As a supplier to farmers, Monsanto has a different relationship than grain or food companies that can push down the supply chain to reduce emissions. Henson said that requires Monsanto to take a different approach with its customers. Still, Henson noted that one of the key areas to target for farmers is managing fertilizer usage on crops.
"We have worked with Walmart, who is using their muscle and their market power to put a lot of pressure on their supply chain to reduce greenhouse-gas emissions, primarily through fertilizer use and optimization of fertilizer, which is one the practices that contributes to the reduced footprint we're going after," Henson said.

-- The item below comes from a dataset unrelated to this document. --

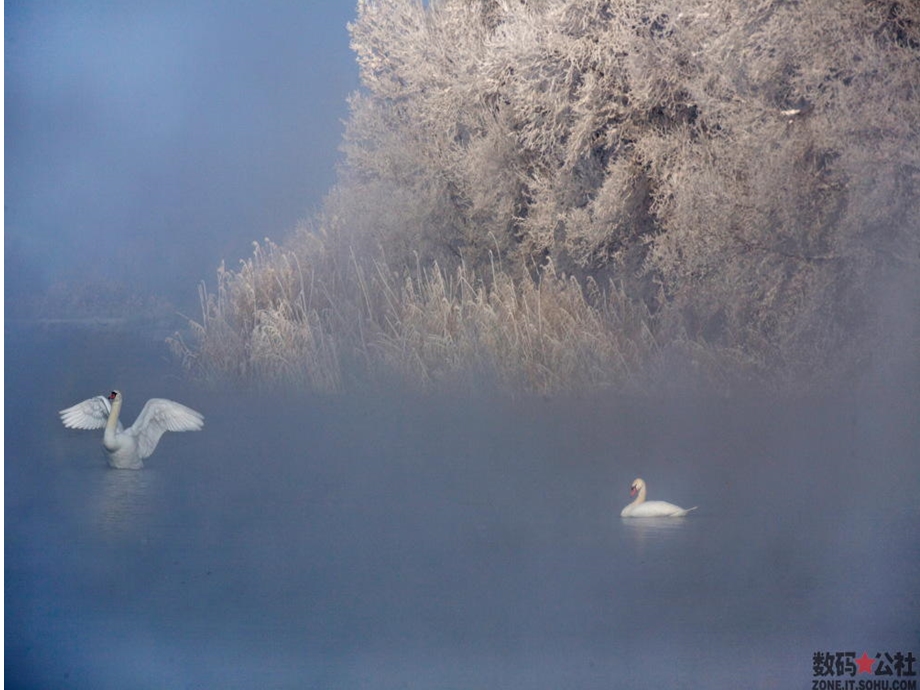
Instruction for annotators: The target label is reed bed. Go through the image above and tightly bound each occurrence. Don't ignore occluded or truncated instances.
[171,231,736,395]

Henson also suggested Monsanto would be looking beyond the U.S. to other major hot spots in Asia and South America.
"We hope to be able to influence agriculture more broadly than just the Corn Belt, but clearly that's where we have the biggest influence and the biggest opportunity in the short term," Henson said.
Farmers and those who work as crop consultants or grain dealers who work closely with farmers are just starting to learn about some of the increased demands in the supply chain. They may also believe these efforts to reduce agriculture's environmental footprint will only negatively affect the ability to grow more food in the future. Henson said, however, that generally environmental and financial incentives end up aligning.
"An operation that is more environmentally benign generally ends up being more profitable as well because inputs are used more efficiently, practices are better attended and there is just better performance all around," Henson said.
Monsanto highlighted that more farmers are already embracing soil-health concepts, investing in precision tools for inputs and changing crop rotations to grow cover crops. "What we're trying to do is just motivate more farmers to adopt practices that some progressive farmers have already found to be very helpful, not only in the short term, but in the long term in building the value of their soils," Henson said.
Henson also pointed out that the same farm practices that reduce greenhouse-gas emissions and sequester carbon also provide other societal benefits, notably improvements in water quality. Henson had earlier worked in areas dealing with farm nutrients and water runoff.
"It's that synergy around these different environmental outcomes that I find really, really powerful and really encouraging," he said. "So whether farmers are motivated about doing something on climate change, or not, there are a lot of other benefits that come from this program that I think can appeal to a lot of farmers. I'm hopeful that might get more uptake than we would have gotten attacking this thing piecemeal."